White

Summary: Tess, Michael, and Liz centric, Mi/L, mentions of past M/M and M/L. At the end of Four Aliens and a Baby, what if Liz had voted yes? Years later, Michael and Liz are forced to confront the reality of what they did that night, and to tread the thin line between wrong and right.

AN: The quotes in this chapter are all taken from one of the final scenes in Four Aliens and a Baby. The quotes are out of order and not complete, but hopefully everyone remembers what happened in that episode. If not, it becomes clear in the next chapter anyway.


Chapter One: Cast Your Vote

"All right, Liz. Cast your vote, break the tie."


White. Everything was white.

It burnt his eyes and left him blind, searching his way around the room by feel rather than sight. It was too stark, too bright, too much of it everywhere, and he could barely breathe here at all. He had never expected white to feel so oppressive, but it did. It weighed down on him, filling him with desperation and fear.

His arm throbbed painfully, and he reached up and ran his fingers over the tiny dot of red that signified where the needle had entered. The needle that contained the chemical that had robbed him of his powers, left him helpless against the men who had brought him here, to this place of white and emptiness.

They had been dressed in black. Black clothing matching black coats and black bullet-proof vests and black masks pulled low over their faces, with only thin slight for the eyes. Black gloves on their hands and black shoes on their feet. The contrast of the two colors – black against white and his eyes burning as he tried to fight back, and for what, what reason, what good would it do? – seared an imprint into his mind, one he would never forget. Black shadows and white walls.

He was trapped here.

"Maria!"

She turned, but too late, and his cry of warning, of protest against the inevitable, did not stop the bullets. Did not stop the red that spread out across her clothing as her eyes turned towards him, smiling painfully through tears as though there was any reason at all to hope.

"No… no… no, please, no… Maria…" A whisper. A plea. A prayer. None of it mattered, nothing could be done. It was too late, too late…

"Mr. Guerin," a voice said, and he turned. Turned and stared as the white shifted and gave way to color. To a man standing near the door, to a pair of green eyes focused on him with clinical amusement.

A guttural growl escaped his throat. These men had trapped him here, these men had taken his powers, taken his family, taken Maria…

Animalistic rage rushed through him. He would kill them. He would kill them.

But no movement was fast enough here. Nothing could be done against these men, nothing could stop the green eyes from staring at him with revulsion and contempt. Hands grasped him, fingers wrapping around his arms, nails biting into his skin. He struggled but it was all in vain and the colors blended together, black and green combining and then fading, growing lighter and lighter until everything…
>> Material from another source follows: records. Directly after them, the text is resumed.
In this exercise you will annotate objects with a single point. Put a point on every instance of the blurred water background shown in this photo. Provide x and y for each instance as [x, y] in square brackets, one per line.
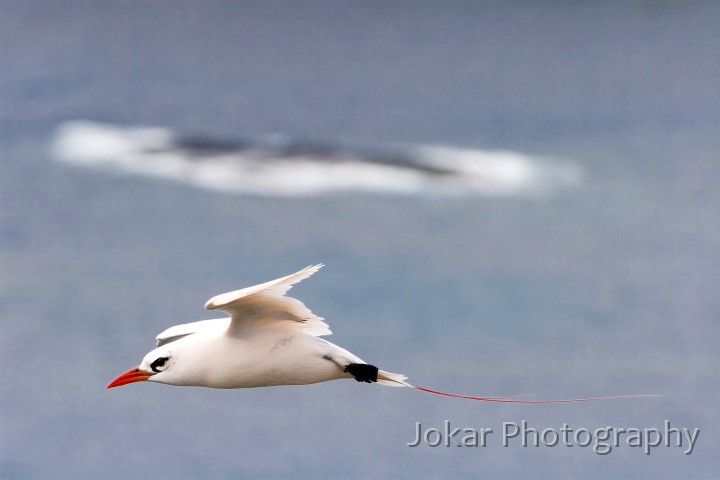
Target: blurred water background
[610, 287]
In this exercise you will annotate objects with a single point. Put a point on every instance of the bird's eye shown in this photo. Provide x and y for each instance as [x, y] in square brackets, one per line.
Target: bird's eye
[159, 363]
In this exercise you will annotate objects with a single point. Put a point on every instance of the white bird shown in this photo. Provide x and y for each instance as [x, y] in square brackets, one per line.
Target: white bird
[269, 339]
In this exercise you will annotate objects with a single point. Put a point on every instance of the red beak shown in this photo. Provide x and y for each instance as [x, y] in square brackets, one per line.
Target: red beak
[131, 376]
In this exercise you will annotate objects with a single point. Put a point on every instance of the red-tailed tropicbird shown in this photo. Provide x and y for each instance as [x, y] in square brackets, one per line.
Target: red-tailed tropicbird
[269, 339]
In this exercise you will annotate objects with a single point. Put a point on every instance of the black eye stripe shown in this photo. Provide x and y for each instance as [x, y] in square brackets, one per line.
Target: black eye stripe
[160, 362]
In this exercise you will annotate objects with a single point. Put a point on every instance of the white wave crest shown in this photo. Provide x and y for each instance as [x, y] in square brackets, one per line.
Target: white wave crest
[278, 167]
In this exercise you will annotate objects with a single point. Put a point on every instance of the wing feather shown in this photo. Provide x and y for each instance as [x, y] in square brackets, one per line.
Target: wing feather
[178, 331]
[266, 305]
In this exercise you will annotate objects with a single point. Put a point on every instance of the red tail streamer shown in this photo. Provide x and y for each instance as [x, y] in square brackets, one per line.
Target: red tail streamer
[513, 399]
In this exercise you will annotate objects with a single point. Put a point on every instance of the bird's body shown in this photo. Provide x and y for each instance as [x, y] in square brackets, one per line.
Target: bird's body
[214, 358]
[269, 339]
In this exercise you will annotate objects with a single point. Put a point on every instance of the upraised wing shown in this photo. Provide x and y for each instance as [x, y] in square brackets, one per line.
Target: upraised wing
[179, 331]
[266, 306]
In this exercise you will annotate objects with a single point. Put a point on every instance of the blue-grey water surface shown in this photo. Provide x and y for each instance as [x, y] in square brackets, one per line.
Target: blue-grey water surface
[609, 288]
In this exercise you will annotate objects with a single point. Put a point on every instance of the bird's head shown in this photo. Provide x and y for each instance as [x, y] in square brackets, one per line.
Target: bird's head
[155, 366]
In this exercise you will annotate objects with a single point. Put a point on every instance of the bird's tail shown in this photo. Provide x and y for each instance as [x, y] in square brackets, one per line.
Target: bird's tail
[392, 379]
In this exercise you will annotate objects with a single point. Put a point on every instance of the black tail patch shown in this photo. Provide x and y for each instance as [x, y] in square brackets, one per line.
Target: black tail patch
[362, 372]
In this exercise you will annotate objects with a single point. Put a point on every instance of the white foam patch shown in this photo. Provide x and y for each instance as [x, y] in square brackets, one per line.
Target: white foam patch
[265, 170]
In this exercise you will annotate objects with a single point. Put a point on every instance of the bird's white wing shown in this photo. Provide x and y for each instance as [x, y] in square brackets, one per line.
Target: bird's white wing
[266, 306]
[179, 331]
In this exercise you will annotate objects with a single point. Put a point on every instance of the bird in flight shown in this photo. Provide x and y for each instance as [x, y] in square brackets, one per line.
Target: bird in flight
[268, 339]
Until everything turned to white.


"Michael?

"Do it. Turn her in."


The lights were off. The darkness turned the room to gray and he stared up at the ceiling. It was calmer now, and the silence no longer filled his mind with pain, the sight of the blank walls no longer bit into his eyes liked acid. The quiet was not oppressive, but it was still somber, and it gave him time to think.

There was something running through his veins, keeping him trapped.

There was something snapping down on his wrists, restraints of some sort, and his head was immobile as when he pushed and pulled something pressed down on his throat – a rope, a cord, a metal bar… did it really matter what it was? – and he couldn't breathe.

"Relax, Mr. Guerin," a voice said, gentle and soft and filled with sympathy that made him squirm and shift and struggle even harder because there was still something so wrong about all of this…

And this voice. He did not trust this voice. This voice that promised comfort and concern and care.

There was no comfort here. These people had taken everything from him, everything that mattered. They gray was soft and gentle and he closed his eyes for a moment, and remembered…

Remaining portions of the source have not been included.